Chasing the peak: optimal statistics for weak shear analyses

TL;DR

This paper investigates alternative statistical methods for weak gravitational lensing analysis, demonstrating that certain estimators and Fourier mode fitting can reduce noise bias and improve accuracy in measuring cosmic shear.

Contribution

It introduces and evaluates robust, unbiased estimators and Fourier mode fitting techniques that outperform traditional methods in weak shear analysis, especially under noisy conditions.

Findings

Estimators like least absolute deviations and convex hull peeling reduce noise bias.

Fourier mode fitting effectively models the shear pattern in galaxy ellipticities.

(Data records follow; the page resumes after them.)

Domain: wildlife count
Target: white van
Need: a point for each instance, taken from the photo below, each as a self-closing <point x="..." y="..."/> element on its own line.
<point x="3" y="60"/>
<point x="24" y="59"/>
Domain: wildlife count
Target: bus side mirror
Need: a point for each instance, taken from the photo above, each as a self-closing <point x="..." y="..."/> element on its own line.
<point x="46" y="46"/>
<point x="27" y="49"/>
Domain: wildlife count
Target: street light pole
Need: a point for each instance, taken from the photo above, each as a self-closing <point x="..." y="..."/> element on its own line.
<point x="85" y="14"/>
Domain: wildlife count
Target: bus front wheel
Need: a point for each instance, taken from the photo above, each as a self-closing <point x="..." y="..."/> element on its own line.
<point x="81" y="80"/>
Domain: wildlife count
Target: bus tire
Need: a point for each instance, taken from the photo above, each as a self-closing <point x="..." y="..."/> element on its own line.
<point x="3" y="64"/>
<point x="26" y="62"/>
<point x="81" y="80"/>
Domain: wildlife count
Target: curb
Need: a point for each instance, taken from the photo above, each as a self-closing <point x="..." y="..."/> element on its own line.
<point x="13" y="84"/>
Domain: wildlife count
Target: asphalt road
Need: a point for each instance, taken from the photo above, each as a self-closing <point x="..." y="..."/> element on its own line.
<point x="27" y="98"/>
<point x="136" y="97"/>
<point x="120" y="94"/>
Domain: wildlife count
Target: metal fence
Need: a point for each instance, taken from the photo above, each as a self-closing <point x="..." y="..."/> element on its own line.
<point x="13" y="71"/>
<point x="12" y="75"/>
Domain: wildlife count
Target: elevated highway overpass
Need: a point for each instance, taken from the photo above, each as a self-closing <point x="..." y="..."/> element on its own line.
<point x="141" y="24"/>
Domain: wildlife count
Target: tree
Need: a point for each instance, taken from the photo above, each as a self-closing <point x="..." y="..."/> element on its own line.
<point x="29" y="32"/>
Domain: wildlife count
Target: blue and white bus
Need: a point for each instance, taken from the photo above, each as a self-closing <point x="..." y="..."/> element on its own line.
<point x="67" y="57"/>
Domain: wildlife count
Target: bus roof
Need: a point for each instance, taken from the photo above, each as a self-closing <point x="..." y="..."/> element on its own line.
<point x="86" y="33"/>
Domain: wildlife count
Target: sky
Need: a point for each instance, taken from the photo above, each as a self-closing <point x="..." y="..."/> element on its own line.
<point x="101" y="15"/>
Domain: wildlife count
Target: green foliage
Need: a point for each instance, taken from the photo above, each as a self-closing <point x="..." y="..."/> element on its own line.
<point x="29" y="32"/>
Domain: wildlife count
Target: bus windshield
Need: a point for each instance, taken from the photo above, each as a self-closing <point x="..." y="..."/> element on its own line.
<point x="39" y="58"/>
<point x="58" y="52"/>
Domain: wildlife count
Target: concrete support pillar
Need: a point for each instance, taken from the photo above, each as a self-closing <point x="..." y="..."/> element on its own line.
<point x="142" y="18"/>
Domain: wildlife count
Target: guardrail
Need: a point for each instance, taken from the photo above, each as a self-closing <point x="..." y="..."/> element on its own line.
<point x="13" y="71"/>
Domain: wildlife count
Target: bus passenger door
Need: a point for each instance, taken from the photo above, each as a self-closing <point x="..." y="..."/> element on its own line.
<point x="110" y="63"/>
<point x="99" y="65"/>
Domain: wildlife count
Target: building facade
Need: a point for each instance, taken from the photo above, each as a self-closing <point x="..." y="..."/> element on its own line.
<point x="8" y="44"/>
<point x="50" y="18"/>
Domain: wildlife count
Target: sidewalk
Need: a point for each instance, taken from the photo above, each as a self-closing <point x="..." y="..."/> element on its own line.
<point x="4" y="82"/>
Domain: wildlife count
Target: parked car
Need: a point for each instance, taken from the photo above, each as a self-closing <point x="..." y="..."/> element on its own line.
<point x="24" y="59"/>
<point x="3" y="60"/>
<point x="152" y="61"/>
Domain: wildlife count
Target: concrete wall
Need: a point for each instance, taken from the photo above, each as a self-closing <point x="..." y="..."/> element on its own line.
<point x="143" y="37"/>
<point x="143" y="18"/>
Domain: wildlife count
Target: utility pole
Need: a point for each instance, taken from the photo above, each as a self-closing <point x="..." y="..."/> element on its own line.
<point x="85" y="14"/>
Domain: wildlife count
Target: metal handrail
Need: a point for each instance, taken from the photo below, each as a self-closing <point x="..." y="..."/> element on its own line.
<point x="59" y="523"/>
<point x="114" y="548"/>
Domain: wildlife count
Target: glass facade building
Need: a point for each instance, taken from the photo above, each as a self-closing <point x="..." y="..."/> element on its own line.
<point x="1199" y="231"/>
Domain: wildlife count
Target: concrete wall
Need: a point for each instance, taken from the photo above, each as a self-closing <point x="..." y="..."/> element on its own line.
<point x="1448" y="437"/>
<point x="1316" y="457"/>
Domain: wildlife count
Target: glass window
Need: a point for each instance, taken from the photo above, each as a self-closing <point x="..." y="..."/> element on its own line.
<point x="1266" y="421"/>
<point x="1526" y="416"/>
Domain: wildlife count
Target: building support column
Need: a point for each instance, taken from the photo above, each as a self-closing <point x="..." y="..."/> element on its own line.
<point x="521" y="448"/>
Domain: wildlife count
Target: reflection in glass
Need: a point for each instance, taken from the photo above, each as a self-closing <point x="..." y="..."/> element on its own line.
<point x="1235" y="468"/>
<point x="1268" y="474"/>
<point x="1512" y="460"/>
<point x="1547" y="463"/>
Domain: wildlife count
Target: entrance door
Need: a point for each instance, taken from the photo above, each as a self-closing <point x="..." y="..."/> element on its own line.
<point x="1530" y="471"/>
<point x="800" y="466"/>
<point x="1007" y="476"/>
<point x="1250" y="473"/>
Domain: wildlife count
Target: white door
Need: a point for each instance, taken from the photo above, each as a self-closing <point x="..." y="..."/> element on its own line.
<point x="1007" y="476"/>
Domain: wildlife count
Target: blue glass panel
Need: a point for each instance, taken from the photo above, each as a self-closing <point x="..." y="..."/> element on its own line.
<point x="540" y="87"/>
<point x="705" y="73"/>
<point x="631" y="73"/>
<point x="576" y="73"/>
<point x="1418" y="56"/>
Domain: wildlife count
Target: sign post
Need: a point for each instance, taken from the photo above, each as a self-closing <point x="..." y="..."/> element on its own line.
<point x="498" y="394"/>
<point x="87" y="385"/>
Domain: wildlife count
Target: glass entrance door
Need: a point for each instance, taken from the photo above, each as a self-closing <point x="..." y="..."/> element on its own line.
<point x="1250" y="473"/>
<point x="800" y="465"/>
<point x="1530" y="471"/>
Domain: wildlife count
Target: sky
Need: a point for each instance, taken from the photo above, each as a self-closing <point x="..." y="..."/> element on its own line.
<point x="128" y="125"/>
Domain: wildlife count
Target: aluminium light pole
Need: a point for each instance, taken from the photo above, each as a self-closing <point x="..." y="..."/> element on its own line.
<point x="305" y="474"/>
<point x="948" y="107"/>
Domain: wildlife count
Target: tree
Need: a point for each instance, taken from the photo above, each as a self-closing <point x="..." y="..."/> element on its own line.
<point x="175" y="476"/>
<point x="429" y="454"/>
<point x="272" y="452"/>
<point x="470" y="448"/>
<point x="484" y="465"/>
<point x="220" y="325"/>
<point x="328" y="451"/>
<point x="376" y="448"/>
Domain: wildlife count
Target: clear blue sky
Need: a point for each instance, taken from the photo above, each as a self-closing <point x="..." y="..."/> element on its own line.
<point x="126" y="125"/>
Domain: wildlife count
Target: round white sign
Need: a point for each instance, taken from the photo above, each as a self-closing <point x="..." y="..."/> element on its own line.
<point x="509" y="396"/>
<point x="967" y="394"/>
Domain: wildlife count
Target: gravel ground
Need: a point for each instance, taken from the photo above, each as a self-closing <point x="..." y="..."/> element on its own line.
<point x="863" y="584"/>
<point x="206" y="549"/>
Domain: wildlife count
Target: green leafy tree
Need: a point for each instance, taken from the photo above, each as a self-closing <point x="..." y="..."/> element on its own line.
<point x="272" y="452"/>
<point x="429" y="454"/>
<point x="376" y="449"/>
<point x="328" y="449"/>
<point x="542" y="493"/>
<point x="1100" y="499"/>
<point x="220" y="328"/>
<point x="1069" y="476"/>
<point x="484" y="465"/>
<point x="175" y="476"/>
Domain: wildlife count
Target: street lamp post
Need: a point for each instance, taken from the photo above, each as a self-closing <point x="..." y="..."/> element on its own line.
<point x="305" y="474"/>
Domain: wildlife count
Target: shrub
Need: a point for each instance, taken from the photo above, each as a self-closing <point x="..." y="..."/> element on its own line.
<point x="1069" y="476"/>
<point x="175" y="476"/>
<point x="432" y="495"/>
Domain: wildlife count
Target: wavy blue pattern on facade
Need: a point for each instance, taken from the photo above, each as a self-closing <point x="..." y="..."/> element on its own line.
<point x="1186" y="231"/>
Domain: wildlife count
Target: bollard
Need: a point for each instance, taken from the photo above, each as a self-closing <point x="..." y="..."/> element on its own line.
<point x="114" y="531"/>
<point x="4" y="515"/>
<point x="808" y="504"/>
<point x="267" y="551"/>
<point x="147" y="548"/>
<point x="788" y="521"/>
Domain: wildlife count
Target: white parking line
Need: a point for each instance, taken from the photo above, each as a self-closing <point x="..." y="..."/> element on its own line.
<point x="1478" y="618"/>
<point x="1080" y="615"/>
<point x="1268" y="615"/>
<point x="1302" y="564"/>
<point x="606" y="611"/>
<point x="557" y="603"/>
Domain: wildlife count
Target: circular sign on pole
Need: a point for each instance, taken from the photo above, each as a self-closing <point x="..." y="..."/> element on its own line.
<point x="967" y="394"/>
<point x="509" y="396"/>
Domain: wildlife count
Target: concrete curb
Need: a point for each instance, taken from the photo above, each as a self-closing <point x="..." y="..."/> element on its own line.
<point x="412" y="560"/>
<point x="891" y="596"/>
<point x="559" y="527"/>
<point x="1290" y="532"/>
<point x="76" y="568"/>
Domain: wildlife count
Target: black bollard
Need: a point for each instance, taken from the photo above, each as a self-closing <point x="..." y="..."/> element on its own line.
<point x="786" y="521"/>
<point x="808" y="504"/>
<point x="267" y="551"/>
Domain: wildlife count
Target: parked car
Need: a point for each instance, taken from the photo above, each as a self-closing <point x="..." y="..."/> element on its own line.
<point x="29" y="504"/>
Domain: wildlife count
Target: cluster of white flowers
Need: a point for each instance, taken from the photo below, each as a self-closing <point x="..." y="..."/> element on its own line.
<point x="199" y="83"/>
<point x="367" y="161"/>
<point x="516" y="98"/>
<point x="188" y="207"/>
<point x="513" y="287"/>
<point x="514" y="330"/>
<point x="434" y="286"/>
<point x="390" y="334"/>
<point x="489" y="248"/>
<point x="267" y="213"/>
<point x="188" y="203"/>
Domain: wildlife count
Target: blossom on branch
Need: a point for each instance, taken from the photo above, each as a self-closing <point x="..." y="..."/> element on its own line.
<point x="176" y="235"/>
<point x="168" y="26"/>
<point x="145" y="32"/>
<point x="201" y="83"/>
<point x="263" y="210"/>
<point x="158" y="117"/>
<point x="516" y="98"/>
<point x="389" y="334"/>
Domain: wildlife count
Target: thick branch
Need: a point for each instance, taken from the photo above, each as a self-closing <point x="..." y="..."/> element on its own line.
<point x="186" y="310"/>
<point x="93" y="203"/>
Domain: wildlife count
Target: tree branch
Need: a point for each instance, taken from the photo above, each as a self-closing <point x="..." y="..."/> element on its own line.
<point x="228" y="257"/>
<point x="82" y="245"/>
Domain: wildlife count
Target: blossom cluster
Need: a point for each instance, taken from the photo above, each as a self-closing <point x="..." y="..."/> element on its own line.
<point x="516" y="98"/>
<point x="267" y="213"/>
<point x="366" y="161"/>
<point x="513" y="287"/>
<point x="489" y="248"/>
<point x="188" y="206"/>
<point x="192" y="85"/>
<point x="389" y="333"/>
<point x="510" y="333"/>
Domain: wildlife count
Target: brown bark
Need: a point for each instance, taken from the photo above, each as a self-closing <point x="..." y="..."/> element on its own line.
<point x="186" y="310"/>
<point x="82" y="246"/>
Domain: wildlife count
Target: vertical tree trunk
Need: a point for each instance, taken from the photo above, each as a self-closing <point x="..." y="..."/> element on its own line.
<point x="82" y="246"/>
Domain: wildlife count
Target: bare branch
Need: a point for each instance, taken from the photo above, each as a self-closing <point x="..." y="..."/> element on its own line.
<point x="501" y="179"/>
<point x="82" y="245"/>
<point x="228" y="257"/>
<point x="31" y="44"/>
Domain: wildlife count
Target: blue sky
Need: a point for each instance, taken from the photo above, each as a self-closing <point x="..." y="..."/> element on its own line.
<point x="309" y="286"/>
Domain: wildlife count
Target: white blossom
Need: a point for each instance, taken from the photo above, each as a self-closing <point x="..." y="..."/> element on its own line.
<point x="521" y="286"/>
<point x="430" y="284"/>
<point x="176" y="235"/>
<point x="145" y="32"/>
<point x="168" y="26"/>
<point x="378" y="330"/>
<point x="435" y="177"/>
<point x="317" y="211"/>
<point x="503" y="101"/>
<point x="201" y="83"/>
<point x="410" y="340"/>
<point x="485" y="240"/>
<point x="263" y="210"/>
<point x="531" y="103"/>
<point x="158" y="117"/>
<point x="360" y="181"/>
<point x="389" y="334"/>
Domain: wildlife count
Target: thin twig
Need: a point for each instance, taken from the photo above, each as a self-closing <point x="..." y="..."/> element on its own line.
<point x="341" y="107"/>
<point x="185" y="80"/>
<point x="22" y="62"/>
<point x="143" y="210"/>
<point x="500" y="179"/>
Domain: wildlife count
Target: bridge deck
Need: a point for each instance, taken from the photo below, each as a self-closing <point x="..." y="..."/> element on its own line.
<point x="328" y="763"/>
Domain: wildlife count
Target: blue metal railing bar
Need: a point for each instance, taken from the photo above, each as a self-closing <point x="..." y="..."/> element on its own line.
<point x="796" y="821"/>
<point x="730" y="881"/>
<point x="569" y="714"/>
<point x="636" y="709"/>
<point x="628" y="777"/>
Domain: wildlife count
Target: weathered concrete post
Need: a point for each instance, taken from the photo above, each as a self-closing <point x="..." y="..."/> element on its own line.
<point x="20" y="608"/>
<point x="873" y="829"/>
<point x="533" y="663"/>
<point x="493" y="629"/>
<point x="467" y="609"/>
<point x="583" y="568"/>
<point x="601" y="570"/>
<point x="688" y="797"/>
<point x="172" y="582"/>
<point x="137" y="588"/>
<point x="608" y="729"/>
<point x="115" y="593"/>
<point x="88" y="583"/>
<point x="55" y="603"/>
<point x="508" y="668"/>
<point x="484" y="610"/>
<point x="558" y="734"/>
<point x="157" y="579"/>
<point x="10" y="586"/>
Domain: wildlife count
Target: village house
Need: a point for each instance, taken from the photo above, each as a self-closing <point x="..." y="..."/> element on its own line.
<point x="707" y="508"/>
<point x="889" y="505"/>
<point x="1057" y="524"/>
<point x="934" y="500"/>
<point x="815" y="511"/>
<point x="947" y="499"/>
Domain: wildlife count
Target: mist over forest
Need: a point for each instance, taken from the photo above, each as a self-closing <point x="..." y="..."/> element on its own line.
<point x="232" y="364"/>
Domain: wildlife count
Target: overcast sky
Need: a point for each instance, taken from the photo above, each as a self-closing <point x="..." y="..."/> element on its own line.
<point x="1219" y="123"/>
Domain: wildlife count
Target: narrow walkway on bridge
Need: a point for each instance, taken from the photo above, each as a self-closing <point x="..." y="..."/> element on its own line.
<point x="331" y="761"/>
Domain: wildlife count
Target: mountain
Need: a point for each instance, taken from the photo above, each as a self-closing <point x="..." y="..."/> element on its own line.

Certain estimators improve measurement efficiency by over 50%.

Abstract

Weak gravitational lensing analyses are fundamentally limited by the intrinsic, non-Gaussian distribution of galaxy shapes. We explore alternative statistics for samples of ellipticity measurements that are unbiased, efficient, and robust. We take the non-linear mapping of gravitational shear and the effect of noise into account. We then discuss how the distribution of individual galaxy shapes in the observed field of view can be modeled by fitting Fourier modes to the shear pattern directly. We simulated samples of galaxy ellipticities, using both theoretical distributions and real data for ellipticities and noise. We determined the possible bias $\Delta e$, the efficiency $\eta$ and the robustness of the least absolute deviations, the biweight, and the convex hull peeling estimators, compared to the canonical weighted mean. Using these statistics for regression, we have shown the applicability of direct Fourier mode fitting. These estimators can be unbiased in the absence of noise, and decrease noise bias by more than $\sim 30\%$. The convex hull peeling estimator distribution is centered around the underlying shear, and its bias least affected by noise. The least absolute deviations estimator to be the most efficient estimator in almost all cases, except in the Gaussian case, where it's still competitive ($0.83<\eta <5.1$) and therefore robust. These results hold when fitting Fourier modes, where amplitudes of variation in ellipticity are determined to the order of $10^{-3}$. The peak of the ellipticity distribution is a direct tracer of the underlying shear and unaffected by noise, and we have shown that estimators that are sensitive to a central cusp perform more efficiently, potentially reducing uncertainties by more than $50\%$ and significantly decreasing noise bias.